Low achievement definitions

Low achievement (LA) definitions require the researcher to choose a particular cutoff score (e.g., below the 30th percentile) on a relevant task or measure in determining if a student has a reading difficulty. Several large studies using this approach have chosen cutoffs from a large range of the lower tail of the distribution, from as low as the 3rd percentile to as high as the 30th percentile on their respective reading measures (e.g., Flynn & Rahbar, 1994; Jiménez et al., 2011; Quinn & Wagner, 2015). Other similar studies have used composite or standard score cutoffs (Chan, Ho, Tsang, Lee, & Chung, 2007, 2008; Lingren, De Renzi, & Richman, 1985; Wong, McBride-Chang, Lam, Chan, Lam, & Doo, 2012) or standard deviation cutoffs (Chan et al., 2008; Donfrancesco et al., 2010). The resulting gender ratios using this definition have ranged from 1.2:1 to 6.78:1 (see Online Supplemental Materials A).

Using low achievement on a reading measure may be a matter of convenience if no other methods are available; however, students near the cutoff value may be incorrectly categorized if there is a large amount of measurement error associated with the reading task (Cotton, Crewther, & Crewther, 2005). Researchers may inadvertently exclude a student whose true ability is below the cutoff but whose score on the measure is above the cutoff. Unless a highly reliable measure or a latent variable modeling method is used to estimate a latent ability score (theta score) that has significantly reduced measurement error, using a single achievement score method of identification has been discouraged (e.g., Spencer et al., 2014). Further, there is evidence that no distinct cutoff point exists that will correctly distinguish between children with and without reading difficulties, making the decision of which cutoff value to choose both difficult and arbitrary (Shaywitz, Escobar, Shaywitz, Fletcher, & Makuch, 1992).

IQ-discrepancy definitions

IQ-discrepancy (IQ-D) definitions require a discrepancy between the student’s intelligence (as measured by a full-scale IQ test or a proxy variable for IQ, such as vocabulary knowledge) and their expected score on a reading measure.

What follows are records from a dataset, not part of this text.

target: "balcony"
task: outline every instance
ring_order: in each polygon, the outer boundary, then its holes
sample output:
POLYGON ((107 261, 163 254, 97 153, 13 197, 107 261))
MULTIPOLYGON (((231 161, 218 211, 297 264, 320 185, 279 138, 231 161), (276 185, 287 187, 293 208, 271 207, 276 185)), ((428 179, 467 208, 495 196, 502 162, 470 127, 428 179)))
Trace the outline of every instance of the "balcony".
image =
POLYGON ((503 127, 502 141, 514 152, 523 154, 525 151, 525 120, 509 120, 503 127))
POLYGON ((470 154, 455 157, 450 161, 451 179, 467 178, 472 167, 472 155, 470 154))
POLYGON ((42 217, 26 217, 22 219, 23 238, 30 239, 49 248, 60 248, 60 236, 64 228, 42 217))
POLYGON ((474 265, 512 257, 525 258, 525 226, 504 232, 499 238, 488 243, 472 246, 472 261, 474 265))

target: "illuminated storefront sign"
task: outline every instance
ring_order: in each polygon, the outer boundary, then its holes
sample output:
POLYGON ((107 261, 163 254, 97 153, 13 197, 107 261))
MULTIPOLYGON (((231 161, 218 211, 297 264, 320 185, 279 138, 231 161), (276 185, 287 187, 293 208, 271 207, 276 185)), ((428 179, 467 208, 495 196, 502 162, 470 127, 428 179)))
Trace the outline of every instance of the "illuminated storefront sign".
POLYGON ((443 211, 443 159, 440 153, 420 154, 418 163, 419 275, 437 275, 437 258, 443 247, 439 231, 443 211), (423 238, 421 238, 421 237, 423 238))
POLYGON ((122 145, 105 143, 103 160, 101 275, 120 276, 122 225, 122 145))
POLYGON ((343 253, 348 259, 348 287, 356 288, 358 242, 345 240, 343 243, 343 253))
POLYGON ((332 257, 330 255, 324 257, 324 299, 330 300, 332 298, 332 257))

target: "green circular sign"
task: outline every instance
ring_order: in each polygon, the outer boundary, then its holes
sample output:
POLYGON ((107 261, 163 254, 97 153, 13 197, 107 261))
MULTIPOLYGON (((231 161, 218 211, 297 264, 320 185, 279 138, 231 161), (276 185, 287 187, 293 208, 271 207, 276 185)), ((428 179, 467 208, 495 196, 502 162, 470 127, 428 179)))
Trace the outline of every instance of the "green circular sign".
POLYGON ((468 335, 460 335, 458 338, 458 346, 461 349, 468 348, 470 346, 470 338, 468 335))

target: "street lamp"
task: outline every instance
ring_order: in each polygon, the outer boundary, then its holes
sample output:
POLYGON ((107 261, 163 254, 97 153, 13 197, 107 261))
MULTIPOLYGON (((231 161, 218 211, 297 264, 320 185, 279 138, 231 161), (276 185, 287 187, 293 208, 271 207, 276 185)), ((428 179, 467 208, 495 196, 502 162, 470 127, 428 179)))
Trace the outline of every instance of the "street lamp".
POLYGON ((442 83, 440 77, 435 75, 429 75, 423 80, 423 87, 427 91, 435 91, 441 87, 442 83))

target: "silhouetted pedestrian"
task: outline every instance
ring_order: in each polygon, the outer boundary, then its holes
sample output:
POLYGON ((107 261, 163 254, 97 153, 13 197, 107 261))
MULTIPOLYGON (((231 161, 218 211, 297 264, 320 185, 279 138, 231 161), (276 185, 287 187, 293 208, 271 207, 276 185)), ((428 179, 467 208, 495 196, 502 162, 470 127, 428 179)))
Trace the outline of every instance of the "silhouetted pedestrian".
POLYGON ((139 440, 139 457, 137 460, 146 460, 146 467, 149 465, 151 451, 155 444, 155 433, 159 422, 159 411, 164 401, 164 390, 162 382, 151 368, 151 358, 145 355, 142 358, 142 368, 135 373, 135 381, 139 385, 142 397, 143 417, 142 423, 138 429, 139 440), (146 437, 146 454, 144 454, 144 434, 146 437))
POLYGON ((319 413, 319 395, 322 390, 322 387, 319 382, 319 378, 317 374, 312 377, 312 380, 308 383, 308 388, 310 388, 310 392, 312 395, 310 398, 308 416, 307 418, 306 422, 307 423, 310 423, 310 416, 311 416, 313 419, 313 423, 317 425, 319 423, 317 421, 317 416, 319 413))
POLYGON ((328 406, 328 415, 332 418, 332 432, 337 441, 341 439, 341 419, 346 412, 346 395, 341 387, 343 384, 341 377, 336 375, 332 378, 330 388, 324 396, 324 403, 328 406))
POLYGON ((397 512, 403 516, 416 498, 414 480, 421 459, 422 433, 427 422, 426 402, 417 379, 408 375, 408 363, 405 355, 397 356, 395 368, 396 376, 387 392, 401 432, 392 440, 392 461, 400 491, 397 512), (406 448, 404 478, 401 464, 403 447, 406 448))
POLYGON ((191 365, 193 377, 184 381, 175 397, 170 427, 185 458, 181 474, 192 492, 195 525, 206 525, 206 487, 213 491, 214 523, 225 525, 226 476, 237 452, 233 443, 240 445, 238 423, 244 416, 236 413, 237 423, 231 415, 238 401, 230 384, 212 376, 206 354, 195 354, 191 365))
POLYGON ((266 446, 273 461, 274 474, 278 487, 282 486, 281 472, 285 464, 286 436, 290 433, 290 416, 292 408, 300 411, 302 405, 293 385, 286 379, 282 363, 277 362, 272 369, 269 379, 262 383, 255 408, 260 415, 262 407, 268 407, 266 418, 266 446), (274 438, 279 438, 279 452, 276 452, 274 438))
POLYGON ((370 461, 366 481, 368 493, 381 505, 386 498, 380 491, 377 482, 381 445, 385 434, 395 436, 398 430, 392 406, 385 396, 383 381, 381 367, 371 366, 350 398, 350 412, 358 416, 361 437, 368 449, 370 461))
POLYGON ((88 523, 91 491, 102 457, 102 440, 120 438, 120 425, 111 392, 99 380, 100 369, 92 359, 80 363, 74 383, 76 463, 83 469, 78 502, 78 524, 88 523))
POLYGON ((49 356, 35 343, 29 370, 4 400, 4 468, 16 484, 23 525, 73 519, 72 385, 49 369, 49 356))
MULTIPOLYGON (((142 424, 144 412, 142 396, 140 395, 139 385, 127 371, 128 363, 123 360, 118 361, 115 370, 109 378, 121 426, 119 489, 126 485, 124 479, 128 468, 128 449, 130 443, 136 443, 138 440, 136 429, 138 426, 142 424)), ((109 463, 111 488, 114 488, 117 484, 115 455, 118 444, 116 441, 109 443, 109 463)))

Researchers have used different aptitude tests (Limbrick et al., 2012; Siegel, 1992), and in cases when full-scale IQ scores were not available, vocabulary knowledge was chosen as a proxy variable (e.g., Quinn & Wagner, 2015). Additionally, these definitions have imposed a relaxed discrepancy of one standard deviation between IQ and reading scores (e.g., Lindgren, de Renzi, & Richman, 1985) or a more stringent discrepancy of two standard deviations or standard errors of prediction between IQ and reading scores (e.g., Berger, Yule, & Rutter 1975). The magnitude of the gender differences reported using this method have ranged from to 1.34:1 to 5.25:1 (see Online Supplemental Materials A), consistently resulting in larger numbers of males identified.

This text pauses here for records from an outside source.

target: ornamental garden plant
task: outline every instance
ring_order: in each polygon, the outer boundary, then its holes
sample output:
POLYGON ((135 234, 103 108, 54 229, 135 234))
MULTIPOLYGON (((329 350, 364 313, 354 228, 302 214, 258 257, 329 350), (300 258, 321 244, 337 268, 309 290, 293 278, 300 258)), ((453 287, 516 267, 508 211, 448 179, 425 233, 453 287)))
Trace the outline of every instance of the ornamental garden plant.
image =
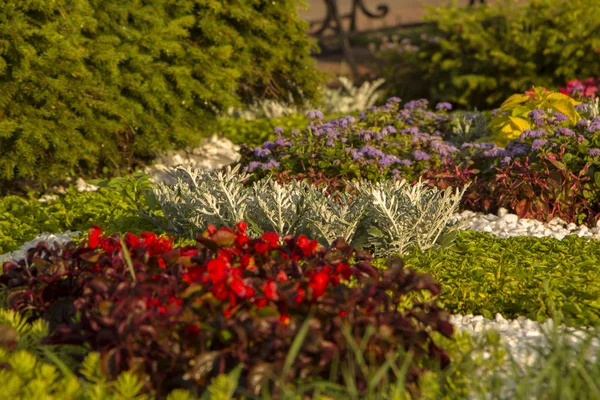
MULTIPOLYGON (((158 398, 174 389, 198 396, 238 366, 239 394, 268 387, 278 396, 300 377, 335 382, 343 378, 332 365, 365 338, 374 365, 410 351, 406 384, 415 394, 425 371, 419 360, 448 365, 430 332, 452 336, 449 314, 435 301, 400 309, 413 292, 440 293, 431 276, 399 259, 381 273, 341 238, 321 247, 304 235, 251 239, 246 229, 244 222, 209 225, 196 246, 176 248, 152 233, 105 236, 95 226, 79 246, 41 243, 27 259, 5 263, 0 285, 27 322, 49 324, 44 344, 97 352, 109 379, 131 372, 158 398), (283 381, 275 380, 282 369, 283 381)), ((355 373, 358 389, 367 390, 367 377, 355 373)))

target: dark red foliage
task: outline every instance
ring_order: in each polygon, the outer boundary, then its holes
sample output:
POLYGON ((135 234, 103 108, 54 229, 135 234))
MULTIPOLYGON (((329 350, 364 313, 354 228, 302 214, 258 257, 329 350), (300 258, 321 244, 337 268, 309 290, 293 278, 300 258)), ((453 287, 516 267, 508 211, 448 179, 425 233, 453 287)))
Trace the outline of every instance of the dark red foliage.
MULTIPOLYGON (((448 364, 428 332, 451 336, 449 314, 434 302, 398 311, 413 291, 440 293, 431 276, 404 269, 401 260, 380 274, 369 255, 342 239, 321 248, 305 236, 251 239, 246 228, 209 226, 197 246, 176 249, 152 234, 127 234, 134 279, 118 235, 93 227, 79 247, 41 243, 26 260, 5 263, 0 284, 10 289, 12 308, 52 321, 46 343, 88 345, 101 353, 108 377, 135 371, 159 398, 175 388, 199 395, 212 377, 240 363, 240 390, 257 393, 269 384, 265 378, 281 373, 307 318, 308 335, 288 379, 330 379, 332 360, 343 364, 351 351, 344 325, 357 341, 378 328, 367 352, 379 365, 399 349, 448 364), (351 278, 358 284, 348 285, 351 278)), ((414 387, 421 371, 413 365, 407 383, 414 387)), ((357 372, 359 387, 364 380, 357 372)))

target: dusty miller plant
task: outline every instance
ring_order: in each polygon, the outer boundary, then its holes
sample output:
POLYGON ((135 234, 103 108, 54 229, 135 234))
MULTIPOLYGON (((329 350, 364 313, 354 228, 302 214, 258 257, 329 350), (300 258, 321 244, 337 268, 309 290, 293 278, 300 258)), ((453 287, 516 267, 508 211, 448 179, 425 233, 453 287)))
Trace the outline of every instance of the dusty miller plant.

IQ-D definitions over-identify males relative to females with respect to reading difficulties (Share & Silva, 2003). Lindgren et al. (1985) reported results from a cross-national comparison of rates of dyslexia in similar cities in Italy and the United States. The authors used three separate definitions for identifying readers with dyslexia, including a low-achievement definition (standard score [SS] on a reading comprehension test of less than 85 with average intelligence), an IQ-D definition (reading SS less than 85 and the WISC Full Scale IQ SS 1 SD below the mean), and a regression equation (using WISC IQ as an independent variable). Although the gender ratios in both Italy and the US were approximately 1:1 for students classified using the LA definition (Italy: 50% male; US: 56% male), once IQ-D was used, the ratio increased to almost 2:1 (Italy: 65% male; US: 72% male). Similar results were found in a large-scale study of readers from an at-risk population in the US (Quinn & Wagner, 2015), where an IQ-D definition over-identified males relative to using a LA definition. However, using either the LA definition or the IQ-D definition resulted in a significant ratio in favor of males (range 1.28:1–1.86:1).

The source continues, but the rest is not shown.